-
Notifications
You must be signed in to change notification settings - Fork 25
Read Threading
The thread
command error corrects reads so they match the graph, then uses sequences that match the graph to generate links. Links connect kmers across collapsed repeats and allow us to traverse through them. If a read does not span any repeats, it will not generate any links.
Before running the thread
command, you should run the inferedges
command on the graph.
Paired end reads that overlap should also be merged in order to give the most information. The read threading steps attempts to error correct reads and fill in insert gaps, but it cannot merge overlapping reads. Instead there are many good tools for this. We considered implementing this functionality ourselves, but want to avoid "re-inventing the wheel". Any solution we came up with would be unlikely to outperform existing solutions. We suggest using FLASH, COPE, PEAR or PANDASeq.

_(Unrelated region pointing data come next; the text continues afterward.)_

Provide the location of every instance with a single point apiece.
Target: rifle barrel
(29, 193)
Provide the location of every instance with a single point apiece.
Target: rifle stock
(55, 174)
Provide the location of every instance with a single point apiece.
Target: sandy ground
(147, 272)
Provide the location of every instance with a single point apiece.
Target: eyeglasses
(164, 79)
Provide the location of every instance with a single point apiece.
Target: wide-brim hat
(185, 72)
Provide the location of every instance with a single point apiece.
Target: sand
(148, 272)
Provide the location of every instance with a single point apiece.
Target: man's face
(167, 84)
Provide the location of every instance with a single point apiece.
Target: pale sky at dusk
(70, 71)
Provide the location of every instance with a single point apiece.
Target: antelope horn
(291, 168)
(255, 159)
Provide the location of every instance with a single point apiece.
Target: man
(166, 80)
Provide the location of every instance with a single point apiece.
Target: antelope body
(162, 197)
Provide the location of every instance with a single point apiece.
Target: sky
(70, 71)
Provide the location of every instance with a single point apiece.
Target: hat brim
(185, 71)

If you don't merge the paired end reads when they overlap you'll see very few read pairs have their insert gaps filled. You'll get the following warning:
[16 Apr 2016 12:18:33-LOx][generate_paths.c:422] Warn: Reads may overlap in fragment: 151 + 151 > frag len min: 0; max: 1000
This means you may lose a lot of long distance connectivity information that is in the reads. In some cases it may increase the rate of errors in your graph links.
If you have a lot of overlapping read pairs and you can't merge them, we recommend only using single ended reads in the threading stage (--seq
instead of --seq2
). This will reduce your contig N50 but you'll make fewer assembly mistakes.
If you only want to error correct reads to match the graph, you can use the McCortex correct command.